Lorenzaccio: le drame romantique par excellence, magnifié par un Musset au mieux de sa forme ! Une myriade de personnages, des changements de décors en pagaille, une écriture précieuse et torturée, des tirades à n’en plus finir … et Florence à l’heure où la Renaissance italienne doucement s’essouffle, où la République devient duché, où les Médicis, de protecteurs de la cité en deviennent les bourreaux. Au centre de ce chaos, un héros sombre, maudit, cocktail explosif mêlant la mélancolie de Hamlet, l’ironie tragique d’un Néron, la volonté aveugle d’un Hernani.
Complice des frasques du duc fantoche, son cousin bâtard Alexandre, Lorenzo en deviendra l’assassin, abusant de sa confiance pour le terrasser là où les conjurés les plus nobles, les plus droits ont fait chou blanc, condamnés à l’exil ou à l’échafaud. Lorenzo agit-il par conviction politique ? Parce qu’il cherche à donner un sens à sa vie misérable ? Ou simplement parce qu’il sert de reflet à son auteur, Musset le fantasque, le lettré qui interroge trop les mystères de la vie ?
Musset qui pique l’idée à sa chère George Sand pour accoucher de cinq actes complexes, truffés d’anachronismes et d’inexactitudes historiques, mais chargés d’émotions, de belles paroles, de doutes, de poésie. Le tout injouable, vu les moyens scéniques qu’il faudrait mobiliser : pas pour rien que le texte sera édité dans les premier tome de Un Spectacle dans un fauteuil. Nous sommes en 1834, l’œuvre ne sera jouée que 62 ans plus tard, en 1896, avec une Sarah Bernhardt claudicante, quinquagénaire et flamboyante dans le rôle titre. Un spectacle qui fit date … au même titre que la mise en scène époustouflante de Zeffirelli à la Comédie Française en 1976.

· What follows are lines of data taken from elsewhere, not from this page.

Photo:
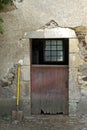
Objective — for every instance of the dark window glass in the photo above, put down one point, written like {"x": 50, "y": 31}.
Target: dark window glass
{"x": 50, "y": 51}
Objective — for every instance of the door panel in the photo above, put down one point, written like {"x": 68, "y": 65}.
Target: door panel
{"x": 49, "y": 89}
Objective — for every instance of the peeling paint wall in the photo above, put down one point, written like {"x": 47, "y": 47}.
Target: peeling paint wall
{"x": 29, "y": 16}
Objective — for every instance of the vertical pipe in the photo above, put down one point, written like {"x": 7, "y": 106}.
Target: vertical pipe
{"x": 18, "y": 87}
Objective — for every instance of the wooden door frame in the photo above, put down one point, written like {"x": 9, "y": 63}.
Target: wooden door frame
{"x": 37, "y": 65}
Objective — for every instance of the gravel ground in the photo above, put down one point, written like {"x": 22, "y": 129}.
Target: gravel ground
{"x": 46, "y": 123}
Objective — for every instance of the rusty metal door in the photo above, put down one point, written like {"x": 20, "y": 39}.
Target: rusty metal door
{"x": 49, "y": 89}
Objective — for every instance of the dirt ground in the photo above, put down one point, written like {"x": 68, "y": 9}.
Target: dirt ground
{"x": 44, "y": 122}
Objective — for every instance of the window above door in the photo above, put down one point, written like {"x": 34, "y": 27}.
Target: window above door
{"x": 50, "y": 51}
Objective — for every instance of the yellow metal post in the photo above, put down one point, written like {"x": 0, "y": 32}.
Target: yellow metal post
{"x": 18, "y": 88}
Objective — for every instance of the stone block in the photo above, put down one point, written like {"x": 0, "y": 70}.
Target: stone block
{"x": 25, "y": 73}
{"x": 73, "y": 45}
{"x": 75, "y": 60}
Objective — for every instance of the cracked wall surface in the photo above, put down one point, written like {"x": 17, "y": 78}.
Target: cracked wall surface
{"x": 28, "y": 16}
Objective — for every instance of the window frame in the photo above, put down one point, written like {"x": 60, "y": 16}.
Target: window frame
{"x": 39, "y": 44}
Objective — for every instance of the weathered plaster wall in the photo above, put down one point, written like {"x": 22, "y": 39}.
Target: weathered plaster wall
{"x": 29, "y": 16}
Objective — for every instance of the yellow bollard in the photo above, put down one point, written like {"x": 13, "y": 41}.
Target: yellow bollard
{"x": 18, "y": 88}
{"x": 17, "y": 115}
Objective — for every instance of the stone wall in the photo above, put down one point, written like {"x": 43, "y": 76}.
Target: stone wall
{"x": 30, "y": 15}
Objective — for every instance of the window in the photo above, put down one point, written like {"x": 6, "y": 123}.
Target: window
{"x": 50, "y": 51}
{"x": 53, "y": 51}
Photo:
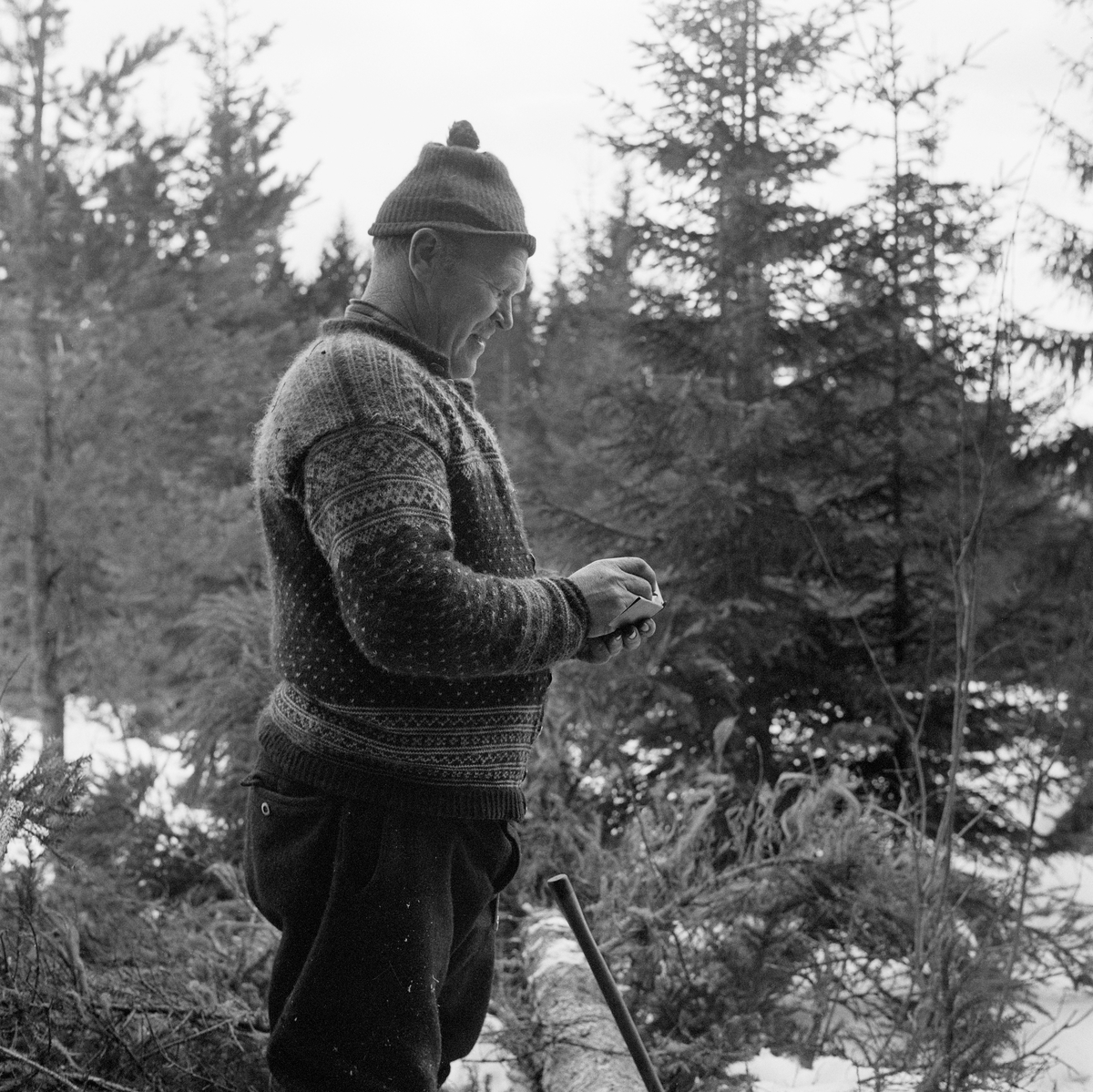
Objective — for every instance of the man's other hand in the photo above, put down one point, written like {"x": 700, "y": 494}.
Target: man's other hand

C’est cette dernière que les éditions Montparnasse ont fixé sur DVD, préservant pour la postérité le souvenir de cette version d’anthologie. Aux commandes donc Zeffirelli, réalisateur rompu aux arcanes du réalisme par un certain Visconti dont il fut l’assistant, et qui inscrit sur son pedigree La Mégère apprivoisée avec le couple mythique Taylor/Burton ainsi qu’un superbe Roméo et Juliette, le tout en costumes d’époque, inspirés des maîtres italiens. Une influence qui dicte la tournure de ce Lorenzaccio emmené de main de maître avec toute la troupe de l’Illustre Maison au garde à vous. Rien que des noms de prestige : Jacques Eyser, Michel Echeverry, François Beaulieu, Claude Giraud, Jean-Luc Bouté, Annie Ducaux, Catherine Salviat, Geneviève Casile, autour d’un Francis Huster famélique et possédé …
Et comme présence tutélaire, Louis Seigner impérial et humble, à la diction si exceptionnelle, qui prête vie à ce texte parfois trop ampoulé, trop labyrinthique, détaché de la parole du quotidien. Pour décor, une muraille sombre et abrupte, de celles des palazzi florentins, forteresses imprenables que l’art animait de l’intérieur. Les dispositifs scéniques en font la porte d’une demeure cossue, une salle d’apparat, une chambre intime, le pourtour d’un jardin où les ténébreuses architectures vénitiennes qui verront la fin du héros en fuite. Tentures chamarrées, peintures, miroirs, encensoirs et vases précieux, tout s’anime au gré des accessoires et des meubles somptueux qui surgissent et disparaissent comme par magie, tandis que les mélodies de Maurice Jarre soulignent la violence latente qui submergent ces rues et ces cœurs.
C’est une véritable leçon de théâtre que nous prenons trois heures durant, pour un spectacle d’exception, une production d’envergure pour la première retransmise à la télévision française, ce qui fait date.